Dans les temps brouillés qui suivent la Révolution, alors que Bonaparte n’est pas encore Napoléon, la romancière tisse habillement des vies, anonymes ou célèbres, pour les faire converger un moment pendant une nuit de Noël, autour de l’attentat de la rue Saint-Nicaise, avant de les rejeter dans l’océan de l’Histoire. Parmi elles, figure altière et émouvante, Joseph de Limoëlan se détache.

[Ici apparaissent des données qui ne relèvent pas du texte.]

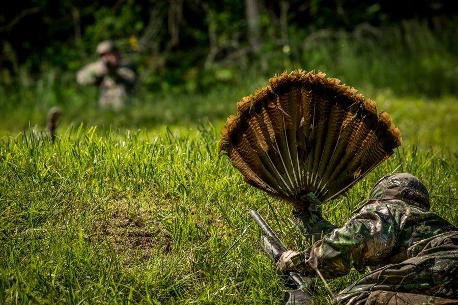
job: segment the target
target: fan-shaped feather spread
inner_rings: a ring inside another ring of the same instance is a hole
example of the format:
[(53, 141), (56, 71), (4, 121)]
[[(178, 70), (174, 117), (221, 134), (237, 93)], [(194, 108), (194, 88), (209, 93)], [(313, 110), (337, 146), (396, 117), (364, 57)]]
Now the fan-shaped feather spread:
[(249, 184), (296, 207), (342, 194), (402, 144), (391, 116), (336, 78), (283, 72), (237, 103), (220, 151)]

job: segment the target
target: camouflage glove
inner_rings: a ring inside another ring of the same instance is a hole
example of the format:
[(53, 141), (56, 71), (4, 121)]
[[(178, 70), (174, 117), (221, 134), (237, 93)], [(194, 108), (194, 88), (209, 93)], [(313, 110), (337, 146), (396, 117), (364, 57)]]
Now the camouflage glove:
[(304, 273), (307, 269), (306, 267), (304, 254), (292, 250), (283, 252), (275, 265), (278, 274), (291, 271)]

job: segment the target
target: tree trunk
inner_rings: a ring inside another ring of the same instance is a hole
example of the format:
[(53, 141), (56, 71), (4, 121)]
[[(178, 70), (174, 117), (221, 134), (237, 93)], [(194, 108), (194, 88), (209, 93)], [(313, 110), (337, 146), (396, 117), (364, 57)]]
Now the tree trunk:
[(248, 41), (253, 51), (257, 53), (261, 50), (257, 0), (245, 0), (245, 11), (248, 29)]

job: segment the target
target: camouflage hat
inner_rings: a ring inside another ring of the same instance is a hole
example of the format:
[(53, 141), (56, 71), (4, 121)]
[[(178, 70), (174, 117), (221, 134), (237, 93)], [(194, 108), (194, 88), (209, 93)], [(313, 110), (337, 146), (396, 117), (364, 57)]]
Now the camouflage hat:
[(118, 48), (112, 41), (105, 40), (97, 45), (96, 51), (99, 55), (103, 55), (104, 54), (117, 52)]
[(430, 195), (423, 182), (408, 173), (385, 176), (377, 181), (369, 195), (380, 201), (397, 199), (424, 210), (430, 210)]

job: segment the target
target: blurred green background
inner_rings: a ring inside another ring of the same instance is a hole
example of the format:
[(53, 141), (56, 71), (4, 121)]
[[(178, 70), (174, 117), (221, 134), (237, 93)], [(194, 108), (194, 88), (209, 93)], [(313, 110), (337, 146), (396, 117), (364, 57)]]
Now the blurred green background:
[[(321, 70), (375, 99), (407, 144), (457, 147), (458, 17), (453, 2), (94, 2), (27, 0), (0, 10), (0, 134), (64, 126), (219, 127), (274, 73)], [(139, 80), (124, 111), (75, 84), (110, 39)], [(62, 131), (64, 129), (61, 129)]]

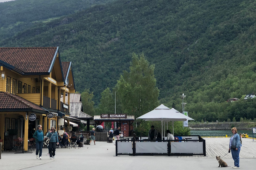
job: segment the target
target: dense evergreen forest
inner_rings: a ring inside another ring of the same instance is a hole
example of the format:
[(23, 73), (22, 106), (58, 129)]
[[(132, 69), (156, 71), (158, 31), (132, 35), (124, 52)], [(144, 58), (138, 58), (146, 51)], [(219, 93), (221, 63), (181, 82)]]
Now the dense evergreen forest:
[(16, 0), (0, 3), (0, 39), (54, 19), (115, 0)]
[[(77, 90), (90, 89), (96, 106), (100, 93), (129, 69), (132, 53), (143, 53), (155, 66), (160, 104), (174, 103), (181, 111), (184, 93), (185, 110), (197, 121), (253, 119), (255, 101), (242, 96), (256, 92), (255, 3), (119, 0), (33, 23), (5, 34), (0, 46), (59, 46), (62, 61), (72, 62)], [(242, 99), (226, 102), (233, 97)]]

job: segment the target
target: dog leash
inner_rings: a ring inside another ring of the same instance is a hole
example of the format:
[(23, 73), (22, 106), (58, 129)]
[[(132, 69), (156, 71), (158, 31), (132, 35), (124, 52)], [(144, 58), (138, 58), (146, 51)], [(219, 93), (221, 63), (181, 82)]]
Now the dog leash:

Souffrant de cette souffrance propre aux « forces inemployées » devant l’empire progressif de ceux « qui comptent bâtir sur les ruines de l’ancien monde une société d’argent et de commerce », il se refuse à la résignation frivole de ses pairs, jugeant que son sang d’aristocrate le voue au service de Dieu et du roi par une « fidélité absolue, malgré tout, presque malgré soi ».

Il fomente donc un complot contre le « général arriviste » mais l’initiative d’un complice n’aboutit qu’à la mort atroce d’une petite fille, dont le corps, « gisant sur la chaussée, démembré, […] ne quittera plus sa conscience ».

Tandis que l’homme d’épée, défait par le remords, devient homme de Dieu, une série d’exactions est lancée par l’énigmatique Fouché.

Une élégance de fond et de forme

Gwenaële Robert, aussi connue sous le nom de Gwenaële Barussaud pour ses romans jeunesse fort populaires, confirme avec ce troisième ouvrage de littérature générale ses talents pour le genre historique. La narration, ciselée, rythmée avec légèreté, sert une élégance de fond et de forme.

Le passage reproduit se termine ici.